Right, so the problem here is: There is a cron job for panko-expirer in the panko_api container, under /var/spool/cron/panko that looks like this: # HEADER: This file was autogenerated at 2019-05-20 03:43:36 +0000 by puppet. # HEADER: While it can still be managed manually, it is definitely not recommended. # HEADER: Note particularly that the comments starting with 'Puppet Name' should # HEADER: not be deleted, as doing so could cause duplicate cron jobs. # Puppet Name: panko-expirer PATH=/bin:/usr/bin:/usr/sbin SHELL=/bin/sh 1 0 * * * panko-expirer But no crond running: ()[root@overcloud-controller-0 /]# ps -ef | grep cron root 11598 11552 0 03:39 ? 00:00:00 grep --color=auto cron Other containers do the same thing, but they all have accompanying cron containers: [root@overcloud-controller-0 etc]# docker ps --filter name=_cron --format "{{.Names}}" heat_api_cron cinder_api_cron logrotate_crond nova_api_cron keystone_cron So the problem here is that we aren't deploying a panko_api_cron container, therefore we never run panko-expirer and the panko events just continue to fill up.

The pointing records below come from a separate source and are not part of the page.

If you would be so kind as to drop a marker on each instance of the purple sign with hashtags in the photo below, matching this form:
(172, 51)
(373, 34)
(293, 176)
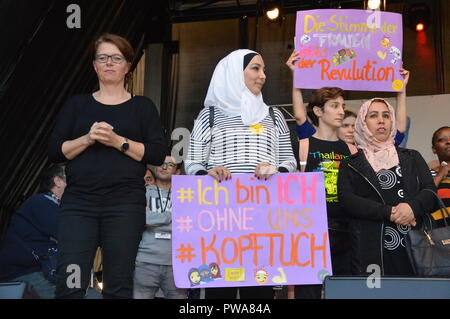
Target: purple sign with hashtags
(249, 232)
(350, 49)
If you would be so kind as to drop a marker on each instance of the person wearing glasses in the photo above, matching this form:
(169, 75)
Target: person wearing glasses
(107, 138)
(154, 259)
(31, 232)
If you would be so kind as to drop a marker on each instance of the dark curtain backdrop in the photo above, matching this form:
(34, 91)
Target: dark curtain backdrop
(43, 63)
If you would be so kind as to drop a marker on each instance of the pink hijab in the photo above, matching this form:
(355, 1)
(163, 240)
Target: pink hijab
(380, 155)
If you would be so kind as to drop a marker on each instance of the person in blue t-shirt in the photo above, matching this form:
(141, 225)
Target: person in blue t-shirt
(33, 230)
(305, 129)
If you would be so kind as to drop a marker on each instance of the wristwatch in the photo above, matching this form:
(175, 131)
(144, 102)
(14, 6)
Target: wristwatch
(125, 146)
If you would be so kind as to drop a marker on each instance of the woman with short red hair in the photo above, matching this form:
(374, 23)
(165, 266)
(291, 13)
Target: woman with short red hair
(107, 138)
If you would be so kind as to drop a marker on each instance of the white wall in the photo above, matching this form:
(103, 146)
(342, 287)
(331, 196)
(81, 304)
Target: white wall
(427, 113)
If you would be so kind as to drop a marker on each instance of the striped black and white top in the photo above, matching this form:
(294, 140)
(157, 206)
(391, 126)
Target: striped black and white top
(239, 147)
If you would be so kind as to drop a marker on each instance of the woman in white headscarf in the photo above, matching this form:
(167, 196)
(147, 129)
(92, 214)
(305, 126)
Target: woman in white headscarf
(237, 132)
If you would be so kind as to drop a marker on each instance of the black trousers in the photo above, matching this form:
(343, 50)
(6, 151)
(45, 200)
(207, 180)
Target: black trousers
(340, 262)
(263, 292)
(116, 229)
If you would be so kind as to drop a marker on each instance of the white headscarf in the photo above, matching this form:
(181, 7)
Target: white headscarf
(228, 92)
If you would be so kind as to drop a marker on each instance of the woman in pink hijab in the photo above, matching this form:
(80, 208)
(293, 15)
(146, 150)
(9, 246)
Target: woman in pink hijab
(381, 189)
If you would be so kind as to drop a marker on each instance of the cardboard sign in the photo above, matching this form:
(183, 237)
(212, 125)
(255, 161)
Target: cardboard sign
(350, 49)
(249, 232)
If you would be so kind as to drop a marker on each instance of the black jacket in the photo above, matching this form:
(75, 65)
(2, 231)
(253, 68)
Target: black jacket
(360, 196)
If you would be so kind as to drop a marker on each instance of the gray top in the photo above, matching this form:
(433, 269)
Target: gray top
(156, 244)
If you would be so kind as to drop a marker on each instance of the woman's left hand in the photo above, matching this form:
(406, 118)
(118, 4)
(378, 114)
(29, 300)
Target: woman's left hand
(402, 214)
(103, 133)
(264, 171)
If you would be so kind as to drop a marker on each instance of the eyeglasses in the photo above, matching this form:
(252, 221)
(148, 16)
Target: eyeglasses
(115, 58)
(169, 164)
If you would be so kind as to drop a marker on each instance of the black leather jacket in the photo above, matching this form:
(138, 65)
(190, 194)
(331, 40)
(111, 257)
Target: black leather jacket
(360, 196)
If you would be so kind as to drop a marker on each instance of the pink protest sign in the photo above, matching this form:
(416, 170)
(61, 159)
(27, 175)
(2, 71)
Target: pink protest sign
(351, 49)
(249, 232)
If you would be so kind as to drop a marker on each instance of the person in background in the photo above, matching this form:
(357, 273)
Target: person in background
(149, 177)
(33, 230)
(441, 171)
(239, 113)
(305, 129)
(154, 259)
(382, 191)
(107, 137)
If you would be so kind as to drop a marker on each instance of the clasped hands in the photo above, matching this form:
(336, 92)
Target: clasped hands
(262, 171)
(102, 132)
(402, 214)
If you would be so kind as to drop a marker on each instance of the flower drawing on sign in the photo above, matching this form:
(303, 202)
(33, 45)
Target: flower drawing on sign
(280, 279)
(194, 277)
(261, 276)
(215, 271)
(305, 39)
(396, 53)
(205, 274)
(342, 56)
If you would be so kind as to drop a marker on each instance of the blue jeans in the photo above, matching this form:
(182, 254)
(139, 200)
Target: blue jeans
(148, 278)
(44, 288)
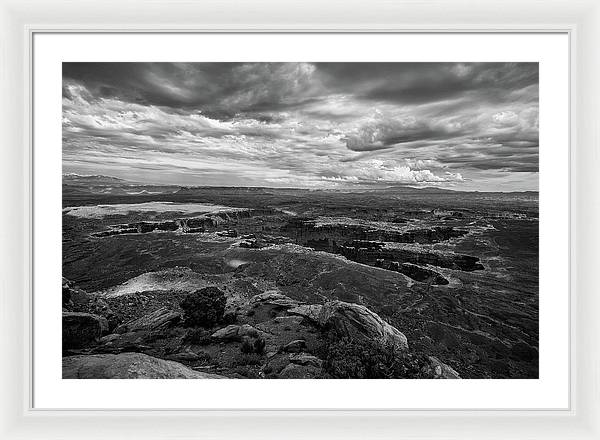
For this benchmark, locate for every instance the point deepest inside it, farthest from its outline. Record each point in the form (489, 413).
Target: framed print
(356, 224)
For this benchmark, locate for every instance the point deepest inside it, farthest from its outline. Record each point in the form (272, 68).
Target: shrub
(350, 359)
(254, 345)
(204, 307)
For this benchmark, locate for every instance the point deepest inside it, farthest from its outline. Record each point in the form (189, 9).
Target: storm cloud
(470, 126)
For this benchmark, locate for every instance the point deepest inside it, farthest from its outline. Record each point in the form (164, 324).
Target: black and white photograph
(298, 220)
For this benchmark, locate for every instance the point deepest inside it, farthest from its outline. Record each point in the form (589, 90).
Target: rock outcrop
(274, 298)
(127, 366)
(159, 319)
(439, 370)
(354, 321)
(235, 332)
(310, 312)
(81, 329)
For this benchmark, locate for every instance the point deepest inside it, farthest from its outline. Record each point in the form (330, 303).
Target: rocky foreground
(266, 335)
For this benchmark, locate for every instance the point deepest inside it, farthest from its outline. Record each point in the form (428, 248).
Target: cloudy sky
(465, 126)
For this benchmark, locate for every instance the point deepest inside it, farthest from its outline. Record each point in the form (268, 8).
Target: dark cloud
(305, 124)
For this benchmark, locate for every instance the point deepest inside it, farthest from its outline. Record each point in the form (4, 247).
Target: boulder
(295, 371)
(109, 338)
(275, 299)
(308, 311)
(127, 366)
(354, 321)
(289, 320)
(439, 370)
(305, 359)
(295, 346)
(235, 332)
(159, 319)
(226, 333)
(80, 329)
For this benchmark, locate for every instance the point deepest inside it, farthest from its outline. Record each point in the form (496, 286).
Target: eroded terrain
(455, 273)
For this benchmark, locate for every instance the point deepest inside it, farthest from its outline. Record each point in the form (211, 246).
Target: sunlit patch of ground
(178, 278)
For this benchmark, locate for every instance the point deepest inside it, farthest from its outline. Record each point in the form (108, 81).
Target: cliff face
(186, 225)
(306, 230)
(367, 245)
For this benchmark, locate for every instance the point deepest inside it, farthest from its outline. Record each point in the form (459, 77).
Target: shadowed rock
(80, 329)
(357, 322)
(439, 370)
(308, 311)
(274, 299)
(159, 319)
(127, 366)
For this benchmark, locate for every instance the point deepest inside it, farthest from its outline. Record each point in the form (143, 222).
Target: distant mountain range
(114, 185)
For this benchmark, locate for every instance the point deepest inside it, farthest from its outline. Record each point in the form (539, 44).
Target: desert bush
(204, 307)
(350, 359)
(253, 345)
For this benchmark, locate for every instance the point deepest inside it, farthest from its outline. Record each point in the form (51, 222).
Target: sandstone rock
(109, 338)
(248, 330)
(288, 320)
(310, 312)
(295, 371)
(127, 366)
(295, 346)
(227, 333)
(306, 359)
(275, 299)
(80, 329)
(159, 319)
(185, 356)
(357, 322)
(235, 332)
(439, 370)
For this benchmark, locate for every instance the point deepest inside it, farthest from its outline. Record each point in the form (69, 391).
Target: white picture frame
(20, 20)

In order to verify: After fixed - need to enter controller & find panko_api_cron container. See that it's healthy & running. Also need to see the cron job: sudo docker exec -ti panko_api_cron ps -elf
According to our records, this should be resolved by openstack-tripleo-heat-templates-8.3.1-54.el7ost. This build is available now.

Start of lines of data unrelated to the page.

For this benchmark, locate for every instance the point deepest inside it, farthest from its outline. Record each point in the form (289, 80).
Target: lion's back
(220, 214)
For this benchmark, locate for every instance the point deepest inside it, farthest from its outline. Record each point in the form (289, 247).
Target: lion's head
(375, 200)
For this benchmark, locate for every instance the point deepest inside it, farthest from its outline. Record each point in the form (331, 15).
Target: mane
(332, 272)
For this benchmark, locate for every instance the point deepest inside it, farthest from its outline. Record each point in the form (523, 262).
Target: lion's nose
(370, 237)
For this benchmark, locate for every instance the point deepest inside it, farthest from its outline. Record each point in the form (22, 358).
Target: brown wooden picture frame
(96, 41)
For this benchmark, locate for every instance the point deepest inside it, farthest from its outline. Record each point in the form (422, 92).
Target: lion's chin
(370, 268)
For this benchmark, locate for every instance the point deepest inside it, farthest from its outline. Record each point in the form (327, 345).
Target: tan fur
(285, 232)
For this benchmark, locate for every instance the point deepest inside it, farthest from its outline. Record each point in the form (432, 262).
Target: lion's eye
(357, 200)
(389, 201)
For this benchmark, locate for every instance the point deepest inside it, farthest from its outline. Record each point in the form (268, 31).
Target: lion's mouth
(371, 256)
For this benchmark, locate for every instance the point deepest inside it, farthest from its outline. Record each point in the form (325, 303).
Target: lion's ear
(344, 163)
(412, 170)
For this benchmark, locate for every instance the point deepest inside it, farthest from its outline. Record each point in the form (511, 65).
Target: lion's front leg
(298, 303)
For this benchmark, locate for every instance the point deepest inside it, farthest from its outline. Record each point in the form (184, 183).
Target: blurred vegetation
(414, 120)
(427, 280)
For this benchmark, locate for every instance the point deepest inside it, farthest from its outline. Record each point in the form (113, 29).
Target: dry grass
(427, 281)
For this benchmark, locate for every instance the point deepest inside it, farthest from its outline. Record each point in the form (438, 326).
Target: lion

openstack-tripleo-heat-templates-8.3.1-55 is not in the latest puddle of OSP13 (2019-06-28.1), failing QA: (undercloud) [stack@undercloud-0 ~]$ rpm -qa | grep tripleo-heat openstack-tripleo-heat-templates-8.3.1-54.el7ost.noarch
According to our records, this should be resolved by openstack-tripleo-heat-templates-8.3.1-79.el7ost. This build is available now.
Tested according to description in comment #35.